Bajo esa misma idea, Bottega Veneta introduce su nueva cápsula para San Valentín. Una colección en la que el icónico Intrecciato de la casa italiana se apodera del corazón rojo como símbolo central. Literal, romántico y sin rodeos, se convierte en un gesto que acompaña las siluetas sin romper el lenguaje de la firma. Un espacio donde la emoción puede convertirse en presente y acompañar mucho más allá del 14 de febrero.
Author: aNDREA BAU

Una fecha, múltiples lecturas
En los últimos años, San Valentín se ha convertido en un territorio cada vez más interesante para la moda de lujo. No como una celebración literal, sino como un momento del calendario que permite reinterpretar el afecto desde códigos propios.
Algunas casas, como Jacquemus, han optado por leer la fecha desde gestos puntuales: pequeños drops únicos que aprovechan el simbolismo del día para reinterpretar íconos. Otras, en cambio, han elegido una aproximación más conceptual. Como Loewe, que ha explorado el romance desde narrativas culturales y referencias literarias. No obstante, en todos los casos, la fecha deja de ser el centro para convertirse en un punto de partida. Una excusa para traducir la emoción desde el lenguaje propio de cada firma.
“el corazón. Rojo, reconocible y sin ambigüedad,como integración al tejido artesanal de la marca”


El corazón, según Bottega Veneta
Para Bottega Veneta, esta traducción del romance se concentra en el símbolo por excelencia del amor: el corazón. Rojo, reconocible y sin ambigüedad, se integra al tejido artesanal de la marca, el Intrecciato, como si siempre hubiera estado ahí. No como gesto accesorio, sino como parte del código visual.
A partir de ahí, la cápsula recorre distintas siluetas de la casa, rediseñándolas desde este preciso detalle. El corazón aparece en una dust bag que deja de ser accesorio secundario, en el bolso Hop de mayor escala y en piezas más contenidas como la Mini Jodie. El recorrido culmina en la Heart Tote, donde el símbolo deja de acompañar para convertirse en forma.
En cuanto a la paleta de color, rosas pálidos, verdes opacos y neutros cálidos funcionan como base para que el rojo destaque sin imponerse.
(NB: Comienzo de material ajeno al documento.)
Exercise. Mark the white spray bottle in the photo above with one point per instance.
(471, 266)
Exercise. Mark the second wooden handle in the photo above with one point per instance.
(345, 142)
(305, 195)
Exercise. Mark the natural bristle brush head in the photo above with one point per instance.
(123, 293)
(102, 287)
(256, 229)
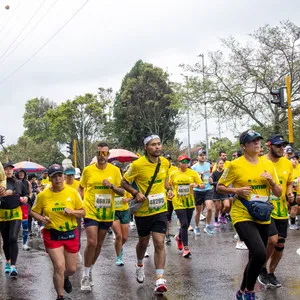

La materialidad, fiel al lenguaje de la casa, mantiene el equilibrio entre estructura y tactilidad. Pieles que se sienten vividas, superficies que invitan al contacto y formas que sostienen el símbolo sin dramatizarlo.
Más allá del bolso
No obstante, la cápsula no se limita a las siluetas principales. El corazón de Bottega Veneta se desplaza hacia objetos más pequeños: fundas de pasaporte, charms, carteras y tarjeteros. Piezas que no buscan protagonismo, pero que refuerzan la idea central de la colección: el romance también puede habitar lo cotidiano.
la fuerza del día del amor: en no pedirle al diseño que explique la emoción, sino que la acompañe, incluso cuando la fecha deja de importar.
Epílogo
Hoy, Bottega Veneta no intenta redefinir el amor ni convertir San Valentín en un manifiesto. Se limita a hacerlo visible. A tomar un símbolo universal y colocarlo dentro de sus propios códigos, con la misma precisión con la que ha construido su identidad a lo largo del tiempo.
Quizá ahí radique la fuerza del día del amor. En no pedirle al diseño que explique la emoción, sino que la acompañe, incluso cuando la fecha deja de importar.